Panama’s Ministry of Culture has chosen the artistic project that will represent the nation at the 61st International Art Exhibition of the Venice Biennale in 2026. The winning proposal comes from the collaborative duo Antonio Jose Guzman and Iva Jankovic, selected through an open international competition. This announcement, made on November 7, 2025, confirms the country’s continued participation on one of the world’s most prestigious contemporary art stages.
A rigorous independent jury reviewed eighty-nine submissions before reaching its final decision. The selection process emphasized principles of openness and institutional transparency, aiming to strengthen the global projection of Panamanian contemporary art.
Official Endorsement of National Talent
Minister of Culture Maria Eugenia Herrera officially confirmed the selection, framing the participation as a consolidated national effort. She highlighted the collaborative nature of the project, which unites public sector institutions with private enterprise to showcase local talent.
Participating in the Venice Biennale consolidates Panama’s presence on the world’s most relevant platform for contemporary art, Herrera stated. [Translated from Spanish] Our pavilion is a national effort that unites the public sector, cultural institutions, and private enterprise to project Panamanian talent and strengthen our artistic ecosystem.
The minister’s remarks underscore the government’s commitment to leveraging international cultural events for diplomatic and artistic outreach. This will be Panama’s official national presentation at the exhibition.
A Rigorous International Jury Process
An international panel of six distinguished visual arts professionals from Latin America undertook the evaluation.

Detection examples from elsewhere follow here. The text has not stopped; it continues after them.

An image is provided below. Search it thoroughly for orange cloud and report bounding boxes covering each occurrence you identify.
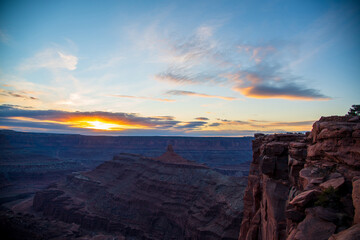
[233,84,330,100]
[166,90,236,101]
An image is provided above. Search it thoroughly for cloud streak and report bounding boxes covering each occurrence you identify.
[0,89,39,100]
[166,90,236,101]
[111,95,175,102]
[19,48,78,71]
[147,22,331,100]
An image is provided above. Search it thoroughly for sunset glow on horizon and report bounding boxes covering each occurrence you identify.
[0,0,360,136]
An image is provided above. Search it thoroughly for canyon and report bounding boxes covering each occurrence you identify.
[0,130,253,204]
[33,145,246,239]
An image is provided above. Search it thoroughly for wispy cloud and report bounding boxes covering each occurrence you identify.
[195,117,209,121]
[230,63,331,100]
[0,89,38,100]
[111,95,175,102]
[175,121,207,130]
[166,90,236,101]
[0,105,180,130]
[140,20,331,100]
[0,29,10,43]
[19,48,78,70]
[237,45,276,63]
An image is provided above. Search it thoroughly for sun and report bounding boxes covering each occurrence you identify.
[85,120,119,131]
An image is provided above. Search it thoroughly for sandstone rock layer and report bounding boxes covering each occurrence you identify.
[239,116,360,240]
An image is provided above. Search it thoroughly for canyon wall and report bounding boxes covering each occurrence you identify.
[239,116,360,240]
[33,147,246,240]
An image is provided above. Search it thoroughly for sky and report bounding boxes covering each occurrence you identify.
[0,0,360,136]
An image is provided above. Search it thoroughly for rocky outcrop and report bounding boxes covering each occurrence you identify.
[239,116,360,240]
[33,147,246,239]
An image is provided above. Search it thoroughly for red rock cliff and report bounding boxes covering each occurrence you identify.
[239,117,360,240]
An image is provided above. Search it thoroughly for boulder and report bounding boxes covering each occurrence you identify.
[329,223,360,240]
[352,179,360,224]
[320,177,345,189]
[294,214,336,240]
[289,189,320,207]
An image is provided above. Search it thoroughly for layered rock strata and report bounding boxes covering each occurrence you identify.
[33,147,246,239]
[239,116,360,240]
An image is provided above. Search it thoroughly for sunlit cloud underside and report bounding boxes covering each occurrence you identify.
[0,105,313,136]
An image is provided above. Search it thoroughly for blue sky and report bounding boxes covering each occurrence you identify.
[0,1,360,136]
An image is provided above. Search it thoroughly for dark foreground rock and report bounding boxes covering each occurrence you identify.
[239,116,360,240]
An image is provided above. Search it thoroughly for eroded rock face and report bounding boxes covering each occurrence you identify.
[239,116,360,240]
[33,147,245,239]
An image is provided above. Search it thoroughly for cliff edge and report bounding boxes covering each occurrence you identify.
[239,116,360,240]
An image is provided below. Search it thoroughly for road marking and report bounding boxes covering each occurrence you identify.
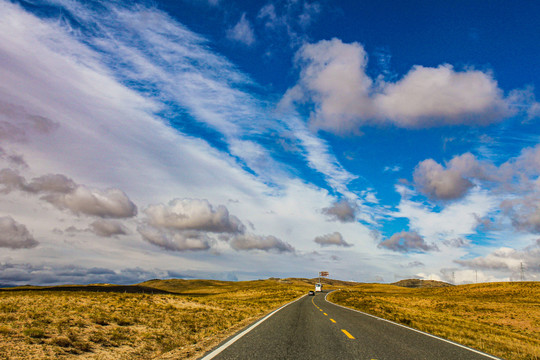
[201,295,307,360]
[324,290,502,360]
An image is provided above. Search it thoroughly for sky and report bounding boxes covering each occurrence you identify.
[0,0,540,285]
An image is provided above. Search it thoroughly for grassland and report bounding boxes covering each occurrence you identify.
[0,280,311,359]
[328,282,540,360]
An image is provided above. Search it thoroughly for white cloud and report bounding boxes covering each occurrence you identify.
[282,39,533,134]
[144,198,245,234]
[227,13,255,46]
[257,0,322,48]
[374,64,511,127]
[379,231,439,253]
[0,216,38,249]
[455,240,540,281]
[90,219,129,237]
[322,199,358,222]
[313,231,352,247]
[137,226,213,251]
[0,169,137,218]
[230,234,295,253]
[42,186,137,218]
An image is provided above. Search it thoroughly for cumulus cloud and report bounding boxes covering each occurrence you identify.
[283,38,532,134]
[89,219,129,237]
[144,198,245,234]
[230,233,295,253]
[378,231,439,253]
[0,216,38,249]
[137,226,213,251]
[0,169,137,218]
[413,153,489,200]
[501,193,540,234]
[42,186,137,218]
[227,13,255,46]
[322,199,358,222]
[313,231,352,247]
[443,237,471,248]
[455,241,540,280]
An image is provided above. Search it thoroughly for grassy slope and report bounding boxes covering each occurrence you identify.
[0,280,311,359]
[329,282,540,360]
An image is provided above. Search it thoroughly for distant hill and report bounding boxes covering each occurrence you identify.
[390,279,453,288]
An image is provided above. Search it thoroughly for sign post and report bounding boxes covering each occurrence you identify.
[315,271,328,291]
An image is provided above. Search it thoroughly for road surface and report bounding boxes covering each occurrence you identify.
[202,293,497,360]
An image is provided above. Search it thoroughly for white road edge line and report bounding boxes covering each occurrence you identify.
[324,290,503,360]
[200,295,307,360]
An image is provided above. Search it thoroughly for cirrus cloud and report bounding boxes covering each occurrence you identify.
[313,231,352,247]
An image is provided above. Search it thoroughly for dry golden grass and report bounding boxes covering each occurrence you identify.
[0,280,310,359]
[328,282,540,360]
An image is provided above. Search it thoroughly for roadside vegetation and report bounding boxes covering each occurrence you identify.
[328,282,540,360]
[0,279,311,359]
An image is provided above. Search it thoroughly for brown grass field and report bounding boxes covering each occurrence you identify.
[328,282,540,360]
[0,280,312,359]
[0,279,540,360]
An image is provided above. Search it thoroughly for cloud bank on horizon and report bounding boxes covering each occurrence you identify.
[0,0,540,284]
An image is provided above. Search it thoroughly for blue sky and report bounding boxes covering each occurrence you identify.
[0,0,540,284]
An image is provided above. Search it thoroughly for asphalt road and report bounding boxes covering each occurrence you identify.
[202,293,496,360]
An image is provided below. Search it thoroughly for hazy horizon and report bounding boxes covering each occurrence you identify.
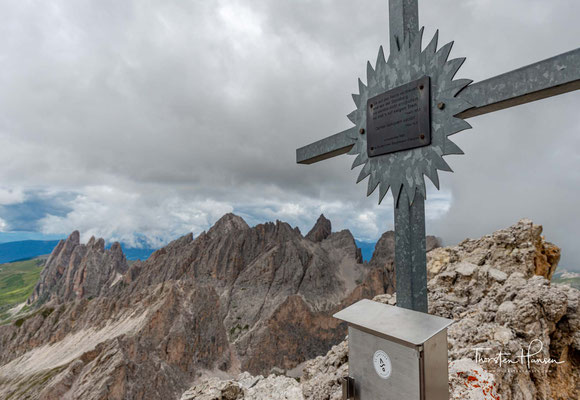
[0,0,580,271]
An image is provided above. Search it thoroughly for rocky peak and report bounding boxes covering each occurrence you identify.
[28,231,128,304]
[428,219,560,280]
[207,213,250,238]
[305,214,332,242]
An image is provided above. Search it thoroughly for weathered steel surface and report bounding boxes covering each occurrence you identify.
[296,127,357,164]
[366,76,431,157]
[458,47,580,118]
[333,299,453,347]
[348,30,471,203]
[395,190,428,313]
[296,48,580,164]
[389,0,419,54]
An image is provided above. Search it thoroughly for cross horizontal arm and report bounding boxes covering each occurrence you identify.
[457,47,580,119]
[296,127,356,164]
[296,48,580,164]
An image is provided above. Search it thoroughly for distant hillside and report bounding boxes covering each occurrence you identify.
[0,240,58,264]
[0,258,44,321]
[0,240,156,264]
[552,269,580,289]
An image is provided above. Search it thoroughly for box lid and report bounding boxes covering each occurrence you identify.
[334,299,453,346]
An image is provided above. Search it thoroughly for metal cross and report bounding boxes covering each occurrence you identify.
[296,0,580,312]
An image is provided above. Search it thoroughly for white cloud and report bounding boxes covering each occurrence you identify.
[0,187,25,206]
[0,0,580,267]
[40,186,233,247]
[0,218,8,232]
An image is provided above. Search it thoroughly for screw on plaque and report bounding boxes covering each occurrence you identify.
[342,376,355,400]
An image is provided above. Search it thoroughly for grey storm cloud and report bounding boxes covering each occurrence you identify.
[0,0,580,269]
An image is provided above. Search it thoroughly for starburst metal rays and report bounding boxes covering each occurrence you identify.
[347,28,472,203]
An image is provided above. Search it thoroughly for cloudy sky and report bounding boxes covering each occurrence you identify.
[0,0,580,270]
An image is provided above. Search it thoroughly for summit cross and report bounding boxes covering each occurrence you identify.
[296,0,580,312]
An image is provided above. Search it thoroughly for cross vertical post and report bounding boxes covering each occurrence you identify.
[389,0,427,313]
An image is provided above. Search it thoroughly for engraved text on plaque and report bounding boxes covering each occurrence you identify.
[366,76,431,157]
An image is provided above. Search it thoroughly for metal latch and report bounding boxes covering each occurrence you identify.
[342,376,354,400]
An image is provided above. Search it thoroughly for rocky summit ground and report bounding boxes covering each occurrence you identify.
[0,214,580,400]
[181,220,580,400]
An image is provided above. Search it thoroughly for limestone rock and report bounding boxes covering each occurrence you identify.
[27,231,128,304]
[305,214,332,242]
[427,219,560,280]
[179,220,580,400]
[0,214,387,399]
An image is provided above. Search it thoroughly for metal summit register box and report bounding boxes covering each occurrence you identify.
[334,300,453,400]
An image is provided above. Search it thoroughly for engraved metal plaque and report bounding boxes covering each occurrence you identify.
[367,76,431,157]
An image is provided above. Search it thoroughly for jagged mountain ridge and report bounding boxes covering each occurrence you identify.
[0,214,426,399]
[181,220,580,400]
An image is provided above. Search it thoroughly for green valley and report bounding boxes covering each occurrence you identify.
[0,257,45,320]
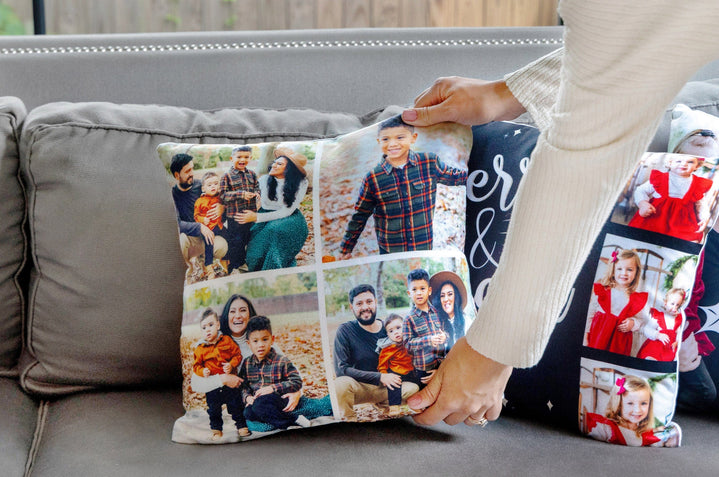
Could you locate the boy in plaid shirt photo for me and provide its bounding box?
[402,268,447,385]
[240,316,310,429]
[340,116,467,259]
[220,146,260,272]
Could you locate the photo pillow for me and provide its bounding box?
[157,117,475,443]
[466,112,717,446]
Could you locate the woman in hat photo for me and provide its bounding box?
[237,147,309,271]
[429,270,467,349]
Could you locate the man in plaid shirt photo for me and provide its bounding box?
[341,116,467,259]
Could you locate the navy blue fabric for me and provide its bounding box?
[465,122,717,429]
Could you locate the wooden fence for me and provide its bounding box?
[0,0,557,34]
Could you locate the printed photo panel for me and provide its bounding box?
[324,253,475,421]
[158,141,318,284]
[583,234,697,361]
[579,358,682,447]
[319,117,472,261]
[612,153,719,243]
[173,270,333,443]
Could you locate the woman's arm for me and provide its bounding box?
[256,179,309,222]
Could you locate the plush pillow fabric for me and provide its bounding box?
[158,118,474,443]
[0,97,26,376]
[16,99,382,396]
[466,117,716,446]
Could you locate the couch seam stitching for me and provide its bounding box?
[23,400,50,477]
[0,36,563,55]
[0,109,30,370]
[28,122,338,140]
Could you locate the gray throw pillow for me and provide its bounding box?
[18,103,376,396]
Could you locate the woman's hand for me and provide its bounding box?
[407,338,512,425]
[220,374,244,388]
[255,385,275,398]
[402,76,525,126]
[282,390,302,412]
[379,373,402,389]
[235,210,257,224]
[419,369,437,384]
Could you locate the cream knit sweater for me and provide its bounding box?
[467,0,719,367]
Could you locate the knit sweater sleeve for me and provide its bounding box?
[504,48,564,131]
[467,0,719,367]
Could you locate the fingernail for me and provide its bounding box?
[402,109,417,121]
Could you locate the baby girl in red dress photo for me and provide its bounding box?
[628,154,712,242]
[637,288,687,361]
[585,249,649,356]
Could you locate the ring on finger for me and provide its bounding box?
[467,416,488,427]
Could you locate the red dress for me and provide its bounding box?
[637,308,682,361]
[585,412,661,446]
[587,283,649,356]
[628,170,712,242]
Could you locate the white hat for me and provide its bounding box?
[667,104,719,153]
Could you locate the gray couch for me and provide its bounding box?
[0,28,719,476]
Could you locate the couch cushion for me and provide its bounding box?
[0,378,38,476]
[16,103,374,395]
[0,97,25,376]
[22,389,719,477]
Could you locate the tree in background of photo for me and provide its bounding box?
[0,3,26,35]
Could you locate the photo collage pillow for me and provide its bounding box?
[466,105,719,447]
[157,117,475,444]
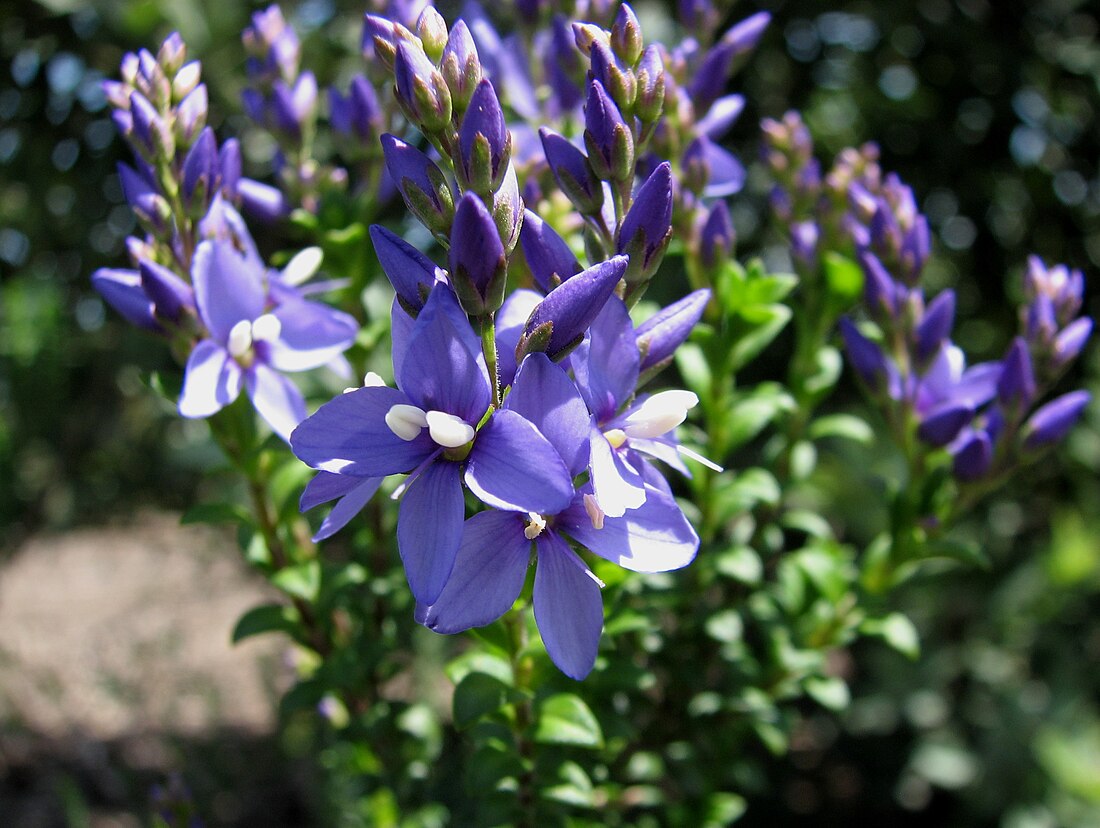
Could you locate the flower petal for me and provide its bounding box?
[505,354,592,477]
[397,285,492,424]
[558,489,699,572]
[290,386,438,477]
[535,532,604,681]
[421,510,531,634]
[179,340,241,417]
[191,240,266,344]
[465,409,573,515]
[244,362,306,442]
[397,460,465,605]
[270,300,359,371]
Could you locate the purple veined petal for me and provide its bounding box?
[519,210,581,292]
[290,386,439,477]
[397,285,492,424]
[703,141,746,198]
[695,95,745,141]
[420,510,531,634]
[268,300,359,371]
[191,240,266,344]
[465,409,573,515]
[570,297,641,422]
[505,354,592,477]
[141,260,195,321]
[558,489,699,572]
[589,429,646,518]
[237,178,290,222]
[91,267,158,329]
[179,340,241,418]
[524,256,627,358]
[535,531,604,681]
[397,460,465,605]
[916,401,974,449]
[303,472,385,543]
[1023,390,1092,450]
[496,288,542,388]
[635,288,722,371]
[244,362,306,442]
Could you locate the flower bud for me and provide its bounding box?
[450,192,508,317]
[439,20,482,114]
[382,134,454,235]
[584,80,634,181]
[394,40,451,133]
[539,126,604,216]
[455,78,512,199]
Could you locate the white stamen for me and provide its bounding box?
[227,319,252,357]
[623,390,699,438]
[584,493,606,529]
[524,511,547,541]
[425,411,474,449]
[677,445,726,472]
[283,247,325,285]
[386,402,428,442]
[252,313,283,342]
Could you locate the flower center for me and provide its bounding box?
[386,402,475,449]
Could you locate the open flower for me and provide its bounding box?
[290,284,573,604]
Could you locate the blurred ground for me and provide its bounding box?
[0,514,305,827]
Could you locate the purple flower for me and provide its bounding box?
[418,354,699,680]
[290,285,573,604]
[179,241,359,440]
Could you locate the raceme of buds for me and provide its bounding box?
[450,192,508,317]
[394,40,451,133]
[382,134,454,235]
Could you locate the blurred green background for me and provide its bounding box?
[0,0,1100,828]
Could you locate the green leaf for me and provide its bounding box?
[810,415,875,445]
[535,693,604,748]
[232,604,298,644]
[803,676,851,710]
[271,560,321,604]
[452,673,523,730]
[179,503,252,526]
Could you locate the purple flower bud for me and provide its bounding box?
[617,162,672,285]
[624,44,668,123]
[1054,317,1092,369]
[371,224,440,317]
[635,288,711,373]
[997,336,1035,411]
[91,267,162,332]
[591,41,638,112]
[519,210,581,292]
[450,192,507,317]
[139,260,195,322]
[539,126,604,216]
[954,431,993,483]
[699,200,737,269]
[394,40,451,132]
[1022,391,1092,451]
[612,3,642,66]
[457,78,512,198]
[916,401,974,449]
[584,80,634,181]
[516,256,627,364]
[439,20,482,113]
[176,84,209,147]
[916,290,955,363]
[183,126,220,207]
[838,318,894,394]
[382,134,454,234]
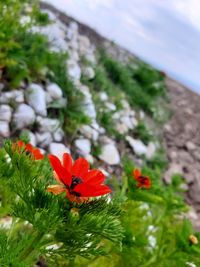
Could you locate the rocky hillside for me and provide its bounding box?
[0,1,200,232]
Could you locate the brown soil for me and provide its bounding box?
[164,78,200,230]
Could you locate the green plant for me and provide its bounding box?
[134,120,154,145]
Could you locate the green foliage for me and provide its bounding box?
[0,142,123,266]
[0,0,48,86]
[100,52,166,119]
[0,0,89,137]
[134,120,154,145]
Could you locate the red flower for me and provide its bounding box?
[47,153,111,203]
[13,140,44,160]
[133,169,151,189]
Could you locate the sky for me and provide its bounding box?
[46,0,200,94]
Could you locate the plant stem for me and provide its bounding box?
[19,232,44,261]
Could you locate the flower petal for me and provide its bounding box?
[72,158,90,179]
[47,184,66,195]
[63,153,72,173]
[83,170,105,185]
[73,183,111,197]
[133,169,141,181]
[48,155,72,186]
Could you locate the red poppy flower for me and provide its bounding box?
[13,140,44,160]
[133,169,151,189]
[47,153,111,203]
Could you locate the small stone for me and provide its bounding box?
[121,116,134,129]
[105,102,117,111]
[0,90,24,104]
[99,144,120,165]
[164,162,183,184]
[21,130,37,146]
[37,116,60,133]
[115,122,129,134]
[13,104,35,129]
[126,136,147,156]
[186,141,196,151]
[26,83,47,116]
[75,139,91,155]
[0,216,13,229]
[35,132,53,148]
[121,99,130,110]
[83,67,95,80]
[0,121,10,137]
[80,125,99,141]
[78,35,90,55]
[68,61,81,80]
[84,53,96,64]
[0,105,12,122]
[99,92,108,101]
[46,83,62,99]
[49,143,70,160]
[53,128,64,142]
[146,142,156,159]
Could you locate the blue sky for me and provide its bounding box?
[46,0,200,93]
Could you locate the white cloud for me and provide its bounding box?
[172,0,200,30]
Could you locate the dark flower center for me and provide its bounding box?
[139,176,149,184]
[70,175,83,190]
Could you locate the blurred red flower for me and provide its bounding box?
[47,153,111,203]
[13,140,44,160]
[133,169,151,189]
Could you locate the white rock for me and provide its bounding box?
[68,61,81,80]
[99,144,120,165]
[75,138,91,155]
[115,122,129,134]
[83,101,97,119]
[53,128,64,142]
[84,53,96,64]
[146,142,156,159]
[21,129,37,146]
[105,102,117,111]
[35,132,53,148]
[69,50,80,62]
[26,83,47,116]
[121,116,134,129]
[37,116,60,133]
[78,35,90,55]
[126,136,147,156]
[99,92,108,101]
[67,22,78,40]
[84,154,94,164]
[0,216,13,229]
[13,104,35,129]
[0,105,12,122]
[139,110,145,120]
[69,39,78,51]
[83,67,95,80]
[186,141,196,151]
[45,92,53,105]
[0,121,10,137]
[80,125,99,141]
[0,90,24,104]
[46,83,62,99]
[49,143,70,160]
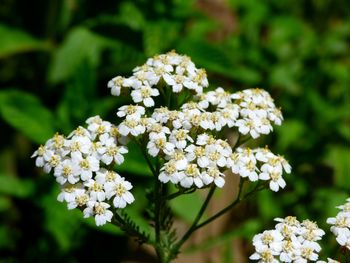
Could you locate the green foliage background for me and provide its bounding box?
[0,0,350,262]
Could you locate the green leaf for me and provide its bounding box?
[49,27,110,83]
[0,24,49,59]
[0,174,34,198]
[0,90,55,143]
[275,119,307,151]
[185,219,262,253]
[325,145,350,190]
[40,188,83,251]
[178,39,261,85]
[143,20,180,56]
[169,188,204,223]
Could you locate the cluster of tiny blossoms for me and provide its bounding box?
[228,147,291,192]
[327,198,350,250]
[108,51,290,191]
[250,216,326,263]
[32,116,134,225]
[33,51,291,225]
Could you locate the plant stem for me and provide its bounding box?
[194,178,244,230]
[169,184,216,259]
[166,188,196,200]
[193,178,265,232]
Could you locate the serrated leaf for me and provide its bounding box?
[0,24,48,58]
[0,90,55,143]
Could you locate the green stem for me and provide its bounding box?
[194,179,265,231]
[166,188,196,200]
[169,184,216,259]
[135,140,158,178]
[194,178,244,230]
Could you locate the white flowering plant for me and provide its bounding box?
[32,51,350,262]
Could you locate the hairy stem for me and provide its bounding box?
[168,185,216,260]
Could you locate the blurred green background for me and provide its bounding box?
[0,0,350,262]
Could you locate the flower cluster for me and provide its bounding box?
[250,216,326,263]
[327,198,350,250]
[32,116,134,225]
[108,51,209,107]
[229,147,291,192]
[199,87,283,139]
[33,51,291,229]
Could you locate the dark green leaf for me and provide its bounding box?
[0,90,55,143]
[0,24,48,58]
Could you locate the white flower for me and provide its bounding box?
[86,115,112,136]
[104,177,135,208]
[180,164,203,188]
[57,184,81,202]
[107,76,131,96]
[249,246,279,263]
[117,105,145,118]
[158,159,185,184]
[67,189,90,209]
[54,159,79,185]
[131,86,159,107]
[259,167,286,192]
[31,145,53,167]
[169,129,193,149]
[118,116,146,137]
[44,151,62,173]
[98,142,128,165]
[165,149,189,170]
[84,179,106,202]
[253,230,283,252]
[205,144,228,167]
[147,133,175,157]
[72,154,100,181]
[201,167,225,188]
[185,144,210,168]
[64,135,92,154]
[95,169,121,185]
[83,201,113,226]
[163,74,186,93]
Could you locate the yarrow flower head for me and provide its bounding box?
[327,198,350,250]
[250,216,325,263]
[32,51,290,230]
[32,116,134,225]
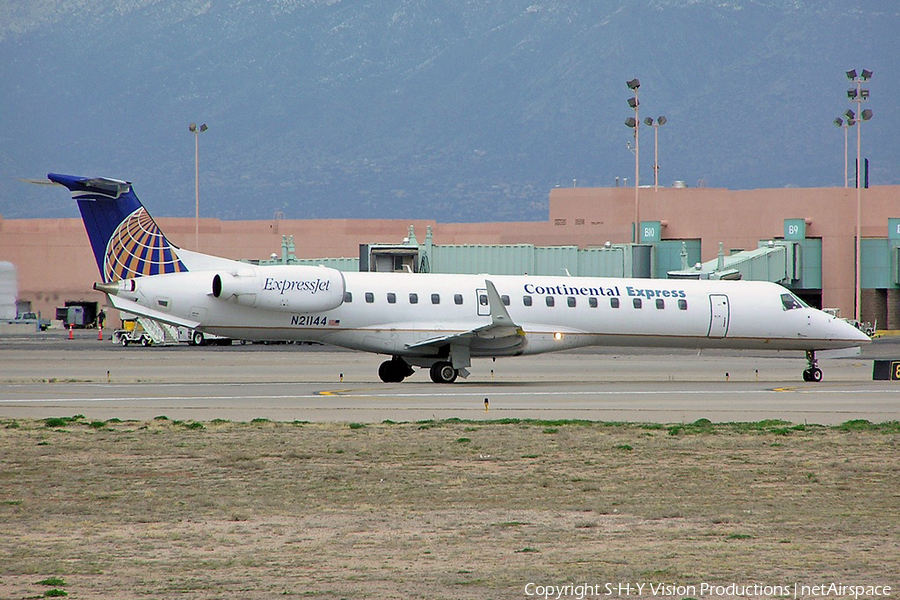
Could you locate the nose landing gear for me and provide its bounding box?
[803,350,822,383]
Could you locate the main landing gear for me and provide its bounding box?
[803,350,822,383]
[430,361,459,383]
[378,356,465,383]
[378,356,415,383]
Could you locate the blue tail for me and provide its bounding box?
[47,173,187,283]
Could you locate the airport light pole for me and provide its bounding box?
[834,117,852,188]
[188,123,209,252]
[644,117,666,192]
[625,77,641,244]
[844,69,872,322]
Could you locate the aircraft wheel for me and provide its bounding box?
[803,367,822,383]
[430,361,459,383]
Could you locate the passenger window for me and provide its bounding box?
[781,294,803,310]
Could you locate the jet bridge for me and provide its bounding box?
[668,240,802,286]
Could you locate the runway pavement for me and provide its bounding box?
[0,332,900,424]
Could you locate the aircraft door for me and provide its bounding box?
[707,294,730,338]
[475,288,491,317]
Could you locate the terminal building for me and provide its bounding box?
[0,186,900,329]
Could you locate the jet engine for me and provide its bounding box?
[212,266,344,312]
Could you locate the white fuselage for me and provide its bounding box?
[109,261,869,362]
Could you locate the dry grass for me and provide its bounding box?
[0,419,900,599]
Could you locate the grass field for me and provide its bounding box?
[0,417,900,599]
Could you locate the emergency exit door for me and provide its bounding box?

Jurors included independent curator Rossina Cazali from Guatemala, curator and writer Miguel A. Lopez from Peru and Costa Rica, and art critic Gladys Turner Bosso from Panama. The jury also featured Jochen Volz, General Director of the Pinacoteca de Sao Paulo in Brazil, curator Carolina Alvarez Mathies from El Salvador and the United States, and Gianni Bianchini, National Director of Arts for Panama’s Ministry of Culture.
Each member assessed proposals independently using a standardized rubric. They focused on three primary criteria: conceptual strength and coherence, the artist or collective’s trajectory, and project viability and execution capacity. After submitting individual scores via email, jurors convened for two joint video conference sessions to deliberate and confirm the final selection based on the compiled results.
The Ministry of Culture’s designated Organizing Committee, which includes the Panama Canal Museum, the City of Knowledge Foundation, and the Art and Culture Foundation, coordinated the entire process. This structure ensured a transparent and merit-based outcome for the high-stakes selection.
Exploring Submerged Memories of the Panama Canal
The winning project by Guzman and Jankovic delves into the submerged histories of the so-called “lost towns” of the Panama Canal. Their work will investigate communities displaced during the creation of Gatun Lake and the establishment of the Canal Zone enclave in the early twentieth century. Using textiles, sound, and archival materials, the project examines intersections of the Black Atlantic and contemporary resonances of migration, displacement, and cultural resistance.
It invites reflection on memory, territory, historical reparation, and cultural interdependence. The artists will produce the work specifically for the Panama Pavilion at the 2026 Venice Biennale, which opens in April of that year. Panamanian curators Monica Kupfer and Ana Elizabeth Gonzalez will provide curatorial accompaniment for the presentation.
This thematic focus connects directly with Panama’s complex history and its position as a global crossroads. The project promises a profound meditation on the human cost of monumental infrastructure.
Artists with a Global Practice
Antonio Jose Guzman, born in Panama in 1971, and Iva Jankovic, born in Yugoslavia in 1979, maintain an artistic practice that combines textile, sound, archive, and memory to address histories of movement, identity, and diaspora. Their research incorporates artisanal collaborations, notably with the workshop of Sufiyan Khatri in Gujarat, India, and draws from Afro-Caribbean, Adinkra, and Mesoamerican visual references.
Their work has appeared in international institutions and biennials, including a recent exhibition at the Museum of Contemporary Art of Panama (MAC Panama). They have also presented at the Stedelijk Museum in Amsterdam, the Dakar Biennale, and the Museum of Contemporary Art in Lima. Their pieces form part of public and private collections across Latin America, Europe, and Africa.
The duo previously participated in the 2024 Venice Biennale’s international exhibition curated by Adriano Pedrosa. This 2026 edition, however, marks the first time they will represent Panama in its dedicated National Pavilion, a significant milestone for their careers and for the country’s contemporary art scene. Their selection signals a confident choice by the jury to support artists with a established international network and a deeply researched, conceptually robust project.
With the artist and curatorial team now in place, the focus shifts to the intensive production phase. The group has approximately sixteen months to fully realize their ambitious vision before the grand opening in Venice. The world will be watching when Panama’s pavilion unveils its story of lost towns and found histories in the spring of 2026.